The most important part of the plan is building wastewater treatment and sewage networks, said Khalil Al Absi, director of the Planning and Regional Water Unit, Jordan Valley Authority. The Jordan Valley is poor and remote and the political situation has made it difficult to build the necessary infrastructure. As a result, homes have no sewerage connections and waste is dumped by the river.
The presence of high-level policymakers from Israel, Jordan and Palestine at the two-day conference at Jordan’s Dead Sea in June was testament to each country’s commitment to giving the Jordan River a new lease of life.

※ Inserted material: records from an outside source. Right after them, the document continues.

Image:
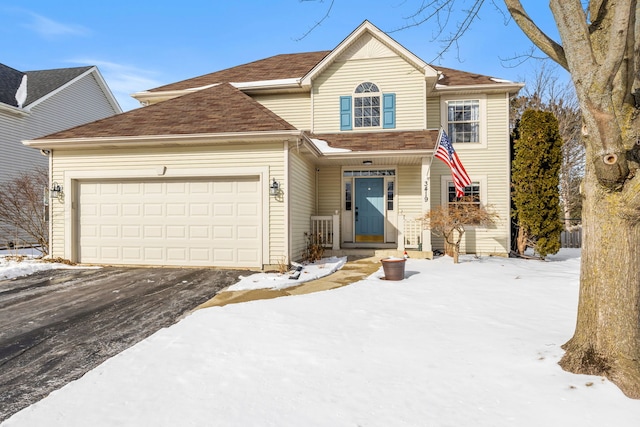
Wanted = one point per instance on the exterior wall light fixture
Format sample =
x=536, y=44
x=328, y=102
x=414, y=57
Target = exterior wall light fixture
x=274, y=188
x=56, y=190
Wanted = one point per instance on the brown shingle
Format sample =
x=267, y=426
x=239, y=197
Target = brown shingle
x=381, y=141
x=453, y=77
x=277, y=67
x=218, y=109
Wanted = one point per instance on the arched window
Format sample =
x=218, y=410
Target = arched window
x=367, y=108
x=366, y=105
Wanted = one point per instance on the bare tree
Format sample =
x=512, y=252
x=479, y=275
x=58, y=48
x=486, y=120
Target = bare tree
x=600, y=48
x=23, y=207
x=449, y=222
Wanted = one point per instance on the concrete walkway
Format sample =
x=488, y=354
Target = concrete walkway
x=351, y=272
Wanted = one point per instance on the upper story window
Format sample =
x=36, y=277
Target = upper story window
x=463, y=120
x=368, y=108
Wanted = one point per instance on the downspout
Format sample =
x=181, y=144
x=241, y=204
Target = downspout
x=287, y=200
x=49, y=154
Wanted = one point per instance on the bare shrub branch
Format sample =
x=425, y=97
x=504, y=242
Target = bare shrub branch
x=23, y=208
x=449, y=221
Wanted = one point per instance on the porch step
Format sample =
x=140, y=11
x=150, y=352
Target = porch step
x=352, y=254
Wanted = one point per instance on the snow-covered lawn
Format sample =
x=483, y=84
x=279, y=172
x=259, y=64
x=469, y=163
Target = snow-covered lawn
x=474, y=344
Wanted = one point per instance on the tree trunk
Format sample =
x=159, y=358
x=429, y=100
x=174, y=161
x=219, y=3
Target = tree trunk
x=607, y=337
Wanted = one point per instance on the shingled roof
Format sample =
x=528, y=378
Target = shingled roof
x=297, y=65
x=10, y=80
x=277, y=67
x=451, y=77
x=43, y=82
x=206, y=111
x=39, y=83
x=381, y=141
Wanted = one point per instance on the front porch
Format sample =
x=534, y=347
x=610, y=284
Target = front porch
x=412, y=237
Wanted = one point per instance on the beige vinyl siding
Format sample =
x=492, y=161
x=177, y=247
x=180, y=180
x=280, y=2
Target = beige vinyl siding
x=301, y=201
x=391, y=74
x=79, y=103
x=433, y=112
x=409, y=195
x=491, y=166
x=295, y=108
x=232, y=156
x=329, y=190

These included Israeli deputy minister for regional cooperation Ayoub Kara, Palestinian Authority deputy minister of agriculture Abdullah Lahlouh and secretary general of the Jordan Valley Authority Abu Hammour Saad. Mayors from all three countries along with water experts from the World Bank and other development agencies were also present.
Lessons for South Asia
In addition, representatives from India and Pakistan attended to understand why cooperation over shared environmental challenges was so important, given that South Asia also faces water stress. Further, the Indus River, which flows across the two countries, has often been a bone of contention. Experts say that if the two nuclear rivals had not signed a water accord, disputes could have led to a water war.
Yet, despite the commitments from all three governments, EcoPeace remains cautious about the future. “We do expect a backlash; there will be condemnations,” said Bromberg.

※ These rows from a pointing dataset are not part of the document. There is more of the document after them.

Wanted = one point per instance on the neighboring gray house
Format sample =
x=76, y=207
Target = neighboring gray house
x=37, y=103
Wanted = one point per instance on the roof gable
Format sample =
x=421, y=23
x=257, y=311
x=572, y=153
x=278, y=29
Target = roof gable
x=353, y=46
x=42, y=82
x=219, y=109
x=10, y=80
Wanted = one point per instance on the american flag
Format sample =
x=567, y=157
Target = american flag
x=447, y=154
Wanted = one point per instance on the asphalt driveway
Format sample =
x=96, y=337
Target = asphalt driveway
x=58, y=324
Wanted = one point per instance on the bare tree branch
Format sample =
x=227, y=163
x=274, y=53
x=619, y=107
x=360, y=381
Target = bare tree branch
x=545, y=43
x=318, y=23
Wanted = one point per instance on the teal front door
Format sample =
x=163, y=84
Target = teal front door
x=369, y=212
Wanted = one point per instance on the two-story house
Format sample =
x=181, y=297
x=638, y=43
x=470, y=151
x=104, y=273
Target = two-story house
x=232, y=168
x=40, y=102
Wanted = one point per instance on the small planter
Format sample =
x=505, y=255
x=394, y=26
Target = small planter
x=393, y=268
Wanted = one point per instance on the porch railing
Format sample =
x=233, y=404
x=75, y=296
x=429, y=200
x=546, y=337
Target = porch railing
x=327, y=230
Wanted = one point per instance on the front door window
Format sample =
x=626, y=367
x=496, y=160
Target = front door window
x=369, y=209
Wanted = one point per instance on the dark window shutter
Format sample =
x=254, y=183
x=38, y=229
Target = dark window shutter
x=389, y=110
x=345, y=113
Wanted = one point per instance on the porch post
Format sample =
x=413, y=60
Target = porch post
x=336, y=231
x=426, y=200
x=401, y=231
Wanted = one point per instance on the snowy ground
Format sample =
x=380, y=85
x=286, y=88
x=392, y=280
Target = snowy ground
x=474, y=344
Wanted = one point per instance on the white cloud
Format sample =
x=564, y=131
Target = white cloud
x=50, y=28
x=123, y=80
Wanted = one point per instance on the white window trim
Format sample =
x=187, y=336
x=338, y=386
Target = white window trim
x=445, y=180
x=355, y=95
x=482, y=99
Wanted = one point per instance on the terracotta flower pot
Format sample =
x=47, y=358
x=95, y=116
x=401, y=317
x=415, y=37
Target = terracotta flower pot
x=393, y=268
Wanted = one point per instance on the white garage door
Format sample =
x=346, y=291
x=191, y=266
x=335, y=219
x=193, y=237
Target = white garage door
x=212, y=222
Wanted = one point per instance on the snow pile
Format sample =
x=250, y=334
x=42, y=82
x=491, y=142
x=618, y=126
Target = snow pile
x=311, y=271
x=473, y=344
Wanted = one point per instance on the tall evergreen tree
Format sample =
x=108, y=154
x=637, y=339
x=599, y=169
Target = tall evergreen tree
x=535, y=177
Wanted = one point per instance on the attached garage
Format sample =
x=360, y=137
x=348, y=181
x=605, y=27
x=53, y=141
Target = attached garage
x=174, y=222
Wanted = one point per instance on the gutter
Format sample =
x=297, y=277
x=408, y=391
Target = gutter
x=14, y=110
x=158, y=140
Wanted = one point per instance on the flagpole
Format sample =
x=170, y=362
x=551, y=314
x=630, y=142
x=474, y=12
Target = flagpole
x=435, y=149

Bromberg believes the governments of all the three countries are on board for different reasons: “Palestine is on board for political recognition as a riparian to the river; Jordan is desperate for investment in infrastructure and Israel wants regional legitimacy and is under public pressure to release more fresh water into the river,” he said.
But the biggest obstacle comes from ideological and religious extremists on all sides. “They are a minority, but powerful as they spread fear of the other and fear prevents risk taking,” explained Bromberg. He said implementing the plan required building trust and the willingness to share river water and develop a healthy interdependency, rather than dividing water through separate canals and pipes.”

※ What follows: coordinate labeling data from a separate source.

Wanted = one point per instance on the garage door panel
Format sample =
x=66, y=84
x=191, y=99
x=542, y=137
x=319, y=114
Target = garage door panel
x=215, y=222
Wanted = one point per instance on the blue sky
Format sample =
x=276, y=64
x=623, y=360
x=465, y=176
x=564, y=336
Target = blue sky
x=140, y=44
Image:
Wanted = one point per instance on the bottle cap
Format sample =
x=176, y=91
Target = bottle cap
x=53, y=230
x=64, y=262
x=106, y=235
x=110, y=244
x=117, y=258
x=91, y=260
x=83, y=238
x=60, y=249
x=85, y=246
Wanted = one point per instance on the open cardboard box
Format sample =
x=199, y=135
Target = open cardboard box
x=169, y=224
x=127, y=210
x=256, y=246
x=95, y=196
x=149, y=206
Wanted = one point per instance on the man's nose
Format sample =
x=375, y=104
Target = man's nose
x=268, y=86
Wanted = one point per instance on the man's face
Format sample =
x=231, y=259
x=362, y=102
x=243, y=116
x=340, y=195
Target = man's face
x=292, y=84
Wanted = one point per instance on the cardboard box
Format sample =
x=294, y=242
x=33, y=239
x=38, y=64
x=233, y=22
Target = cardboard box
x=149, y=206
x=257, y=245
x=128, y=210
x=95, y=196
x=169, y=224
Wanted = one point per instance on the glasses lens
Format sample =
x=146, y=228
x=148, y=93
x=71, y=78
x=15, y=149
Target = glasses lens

Dr. Anders Jagerskog, specialist in transboundary water governance at the Swedish International Development Cooperation Agency, said the key challenge is to get countries to engage more actively at a political level: “The importance of the plan may not be in the details of it but how it outlines a vision for cooperation in the Lower Jordan River,” he pointed out.
EcoPeace has been working to rehabilitate the Jordan River for decades. It has also been trying to close political divides and raise awareness of shared water problems. In 2000 EcoPeace set up the “Good Water Neighbours” programme, which brought together communities from Palestine, Israel and Jordan in a campaign to clean the river and put pressure on their local decision makers to invest in cleaning up waterways.
It has been an uphill struggle. According to Bromberg, “It took five years of community work before some mayors felt it was politically safe to meet with the mayors from the other side – and then we get a different mayor appointed and we have to start the process all over again. It was often two steps forward and one step backwards.”
Still, the very fact that EcoPeace has managed to put forward a regional plan that has the backing of all three governments holds a lesson for countries that keep bickering over transboundary water resources.